Course title
L00260003
Artificial Intelligence

WATABE Shohei
Course description
In recent years, "Artificial Intelligence" has become widely relevant not only to academic fields such as information processing and robotics, but also to our real world and daily lives. This course presents basic ideas and theories of artificial intelligence.
Purpose of class
To learn the basic concepts and theories of artificial intelligence and to understand idea of algorithms through examples.
Goals and objectives
  1. To understand search methods. To solve simple examples. (Class schedule 1,2,3)
  2. To understand probabilistic models, programming. To solve simple examples. (Class schedule 4,5,6)
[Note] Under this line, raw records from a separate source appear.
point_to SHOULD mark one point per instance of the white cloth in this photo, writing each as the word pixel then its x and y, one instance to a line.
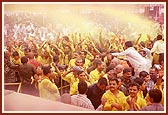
pixel 158 47
pixel 135 59
pixel 81 100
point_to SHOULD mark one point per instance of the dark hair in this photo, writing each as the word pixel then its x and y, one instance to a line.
pixel 46 69
pixel 134 84
pixel 143 74
pixel 120 77
pixel 103 81
pixel 159 37
pixel 80 71
pixel 142 44
pixel 128 44
pixel 55 58
pixel 15 53
pixel 156 94
pixel 27 49
pixel 98 62
pixel 161 57
pixel 82 87
pixel 138 80
pixel 24 59
pixel 114 79
pixel 83 52
pixel 125 70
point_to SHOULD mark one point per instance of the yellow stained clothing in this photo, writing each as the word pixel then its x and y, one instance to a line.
pixel 44 61
pixel 21 53
pixel 70 78
pixel 13 61
pixel 48 90
pixel 140 102
pixel 87 63
pixel 74 87
pixel 71 63
pixel 66 59
pixel 94 76
pixel 140 94
pixel 111 98
pixel 160 88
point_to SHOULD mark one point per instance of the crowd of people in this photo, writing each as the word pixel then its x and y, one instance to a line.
pixel 112 74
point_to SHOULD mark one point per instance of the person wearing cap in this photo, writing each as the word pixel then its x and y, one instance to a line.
pixel 137 61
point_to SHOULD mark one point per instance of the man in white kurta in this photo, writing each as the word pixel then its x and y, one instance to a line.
pixel 135 59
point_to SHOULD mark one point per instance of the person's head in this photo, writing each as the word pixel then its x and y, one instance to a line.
pixel 133 89
pixel 119 68
pixel 26 51
pixel 82 87
pixel 46 54
pixel 24 59
pixel 113 84
pixel 120 81
pixel 111 74
pixel 153 72
pixel 102 83
pixel 67 49
pixel 80 62
pixel 46 70
pixel 98 56
pixel 141 83
pixel 100 65
pixel 161 59
pixel 109 57
pixel 81 75
pixel 56 59
pixel 159 37
pixel 128 44
pixel 15 55
pixel 144 75
pixel 142 52
pixel 127 73
pixel 155 95
pixel 75 54
pixel 31 55
pixel 83 54
pixel 66 98
pixel 113 63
  3. To understand reinforcement learning, state estimation, machine learning, and natural language processing. To solve simple examples. (Class schedule 8,9,10,11,12,13)
Relationship between 'Goals and Objectives' and 'Course Outcomes'

Check Tests Midterm Exam Final Exam Total.
1. 10% 15% 25%
2. 10% 15% 25%
3. 20% 30% 50%
Total. 40% 30% 30% -
Evaluation method and criteria
Check tests (40%), midterm exam (30%), and final exam (30%). Over 60% in total is acceptable.
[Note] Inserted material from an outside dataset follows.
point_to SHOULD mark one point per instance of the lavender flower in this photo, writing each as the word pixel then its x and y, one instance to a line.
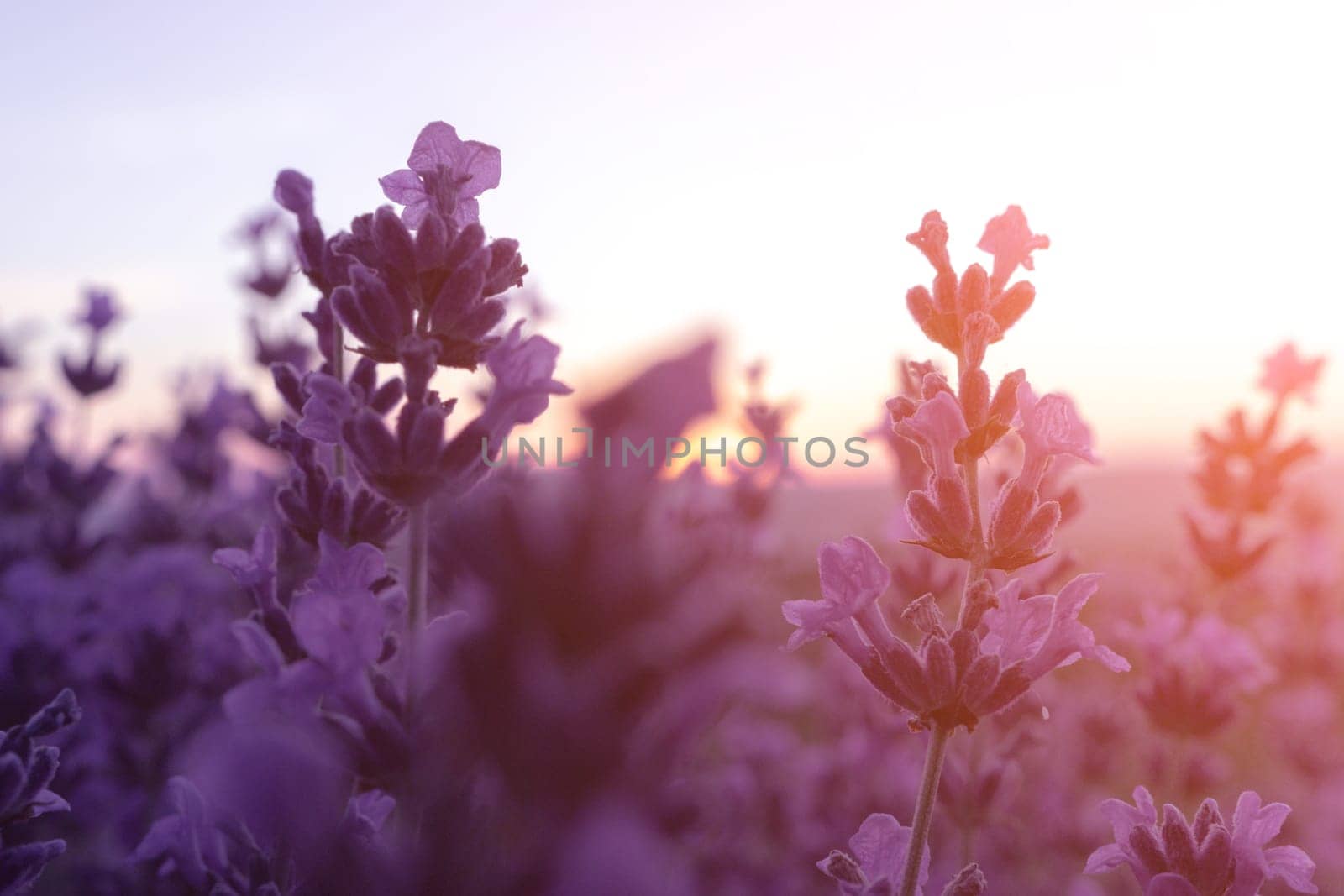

If you understand and explain basic notions introduced in classes, such as search methods, programming, probabilistic models, reinforcement learning, state estimation, and machine learning, and you solve problems whose levels are the same as examples treated in classes, you get over 60%.
Language
Japanese
Class schedule

Class schedule HW assignments (Including preparation and review of the class.) Amount of Time Required
1. What is Artificial Intelligence? Search 1. (State Space and Search) Preparation: Read Chapters 1 and 2 in the textbook. 80minutes
Review: Find your own examples and understand “search”. 80minutes
2. Search 2. (Search for Shortest Path) Preparation: Read Chap. 3 in the textbook. 80minutes
Review: Understand the algorithm of shortest path search. 80minutes
3. Search 3. (Game Theory) Preparation: Read Chap. 4 in the textbook. 80minutes
Review: Find your own examples to deepen your understanding of “game theory”. 80minutes
4. Planning and Decision Making 1 (Dynamic Programming) Preparation: Read Chap. 5 in the textbook. 80minutes
Review: Find your own examples and deepen your understanding of “dynamic programming”. 80minutes
5. Stochastic models 1 (fundamentals of probability and Bayesian theory) Preparation: Read Chap. 6 in the textbook. 80minutes
Review: Find your own examples to deepen your understanding of “Bayesian theory” 80minutes
6. Stochastic Models 2 (Stochastic Generative Models and Naive Bayes) Preparation: Read Chap. 7 in the textbook. 80minutes
Review: Find your own examples to deepen your understanding of “stochastic generative models”. 80minutes
7. Midterm Exam and Comments Review the contents in Lectures from 1 to 6. 365minutes
8. Planning and Decision Making 2 (Reinforcement Learning) Preparation: Read Chap. 8 in the textbook. 80minutes
Review: Find your own examples and deepen your understanding of “reinforcement learning”. 80minutes
9. Learning and Recognition 1 (Clustering and Unsupervised Learning) Preparation: Read Chap. 11 in the textbook. 80minutes
Review: Find your own examples to deepen your understanding of “unsupervised learning”. 80minutes
10. Learning and Recognition 2 (Pattern Recognition and Supervised Learning) Preparation: Read Chap. 12 in the textbook. 80minutes
Review: Find your own examples to deepen your understanding of “supervised learning”. 80minutes
11. Learning and Recognition 3. (Neural Networks) Preparation: Read Chap. 13 in the textbook. 80minutes
Review: Find your own examples and deepen your understanding of “neural networks”. 80minutes
12. State Estimation 1. (Bayesian Filter) Preparation: Read Chap. 9 in the textbook. 80minutes
Review: Find your own examples and deepen your understanding of “bayesian filters”. 80minutes
13. State Estimation 2. (Particle Filter) Preparation: Read Chap. 10 in the textbook. 80minutes
Review: Find your own examples and deepen your understanding of “particle filters”. 80minutes
14. Final Exam and Comments Review the contents in Lectures from 8 to 13. 365minutes
Total. - - 2650minutes
Feedback on exams, assignments, etc.
ways of feedback specific contents about "Other"
Feedback in the class
Textbooks and reference materials
TEXTBOOK: T. Taniguchi, “An illustrated Guide to Artificial Intelligence” Kodan-sha
REFERENCE BOOK: Editorial Supervision: S. Honiden, Authors: K. Matsumoto, T. Miyahara, Y. Nagai, R. Ichise, “IT Text Artificial Intelligence”, Ohm-sha
Prerequisites
Recommendation: “Data Structure and Algorithms 2”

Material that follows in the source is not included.